A bit of background: I work in a small finance company in Tokyo with ~20 people in IT. The structure of this department is everyone responds straight to the CTO so it's somewhat chaotic.
I am the front-end person in a team doing a single product. Besides me, there's only the back-end guy (our direct boss is the CTO). As per our CTO instructions, the back-end is structured with microservices in go. So 1 developer is designing, launching and maintaining something like 8-10 microservices. Things also change quite frequently from our CTO random recommendations.
I feel this is madness, and our main back-end guy works very long hours and is visibly burned. I am worried both for him and for the quality (or even launch) of the product. There's no single process or workflow that works smoothly.
How common/rare is this about microservices? What would you recommend me doing (besides jumping ship)?
10 comments
[ 2.9 ms ] story [ 33.0 ms ] threadIt sounds like your manager sucks and work culture isn't great. Why not apply for other jobs while you're there?
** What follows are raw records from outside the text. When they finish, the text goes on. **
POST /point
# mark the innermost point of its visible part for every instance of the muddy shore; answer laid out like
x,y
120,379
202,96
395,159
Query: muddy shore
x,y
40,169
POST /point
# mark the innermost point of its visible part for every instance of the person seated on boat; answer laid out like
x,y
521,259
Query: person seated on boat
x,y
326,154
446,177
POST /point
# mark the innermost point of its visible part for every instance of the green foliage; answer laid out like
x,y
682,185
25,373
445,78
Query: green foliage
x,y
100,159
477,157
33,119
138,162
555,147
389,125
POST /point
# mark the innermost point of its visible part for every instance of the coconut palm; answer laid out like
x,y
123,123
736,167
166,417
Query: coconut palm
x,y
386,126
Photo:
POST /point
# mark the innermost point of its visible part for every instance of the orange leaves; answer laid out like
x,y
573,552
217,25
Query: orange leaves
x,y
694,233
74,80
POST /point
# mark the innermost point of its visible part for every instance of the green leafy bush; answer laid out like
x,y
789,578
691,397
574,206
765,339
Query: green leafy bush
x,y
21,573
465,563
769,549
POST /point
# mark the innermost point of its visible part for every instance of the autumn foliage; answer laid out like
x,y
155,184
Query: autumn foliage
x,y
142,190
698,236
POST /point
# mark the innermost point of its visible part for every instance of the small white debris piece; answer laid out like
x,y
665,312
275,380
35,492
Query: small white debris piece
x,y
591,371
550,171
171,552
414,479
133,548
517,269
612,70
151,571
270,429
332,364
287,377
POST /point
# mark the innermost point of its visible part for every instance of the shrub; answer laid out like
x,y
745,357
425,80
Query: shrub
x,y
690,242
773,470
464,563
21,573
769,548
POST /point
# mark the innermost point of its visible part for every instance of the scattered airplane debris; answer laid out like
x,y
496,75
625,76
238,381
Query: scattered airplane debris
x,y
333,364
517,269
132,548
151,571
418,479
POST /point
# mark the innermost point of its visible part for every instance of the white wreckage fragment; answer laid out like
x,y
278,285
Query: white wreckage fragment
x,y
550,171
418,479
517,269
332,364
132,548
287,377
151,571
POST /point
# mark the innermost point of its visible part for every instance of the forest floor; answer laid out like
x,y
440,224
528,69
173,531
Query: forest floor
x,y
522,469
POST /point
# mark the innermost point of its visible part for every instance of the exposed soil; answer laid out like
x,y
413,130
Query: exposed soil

It doesn't hurt to have options.
But without actually knowing what the system is doing and what it's constraints are, there is no blanked too-many, not-enough, they're-doing-it-wrong.
The odds of being able to change this company are quite low. So, you'll need to make a choice. Do you want to stay until it starts to hurt your health, or do you want to leave and risk long term unemployment?
If you want to stick it out, you might need to take control of the team. In that case, I'd start by figuring out why the developer is having problems maintaining 10 microservices. Is it death by agile, is Go the wrong tool, or is it a case of massive technical debt? Or, was the whole project built by a burned out developer?
Once you figure out what's going on, you'll have to be open and honest with your CTO. Maybe your CTO needs to back off? Maybe your CTO needs to get more involved and start writing code? Maybe the other developer just isn't cut out for the company?
The project is new, so he has to create those 10 microservices from scratch. Someone is helping out managing the infra, but still there's quite a big burden on the dev.
I think some optimal solutions might be to put a manager/dev lead in the middle to help out, let the team self-organize properly (cannot do that though since it's finance) or hire more devs. All of those would take months probably.
In your CTO's defense, assuming we define microservices in roughly the same way, I think a single developer should be able to handle 10 microservices. If a developer couldn't, I'd want to look at contributing factors like death by agile, technical debt and a shitty stack. If none of those are the case, is the developer burned out? Or does she have the skill/demeanour to even do the work in that company?
And sadly, you likely don't have time to ship the project and lobby for a major organizational change. I think you either need to be that manager in the middle (you're definitely capable, Manager), or alternately, how is your Go???
Good luck - I'll be thinking about you.
I am also working in Tokyo but I resigned yesterday. I think frontend developer is easier to get a job than backend developer (me).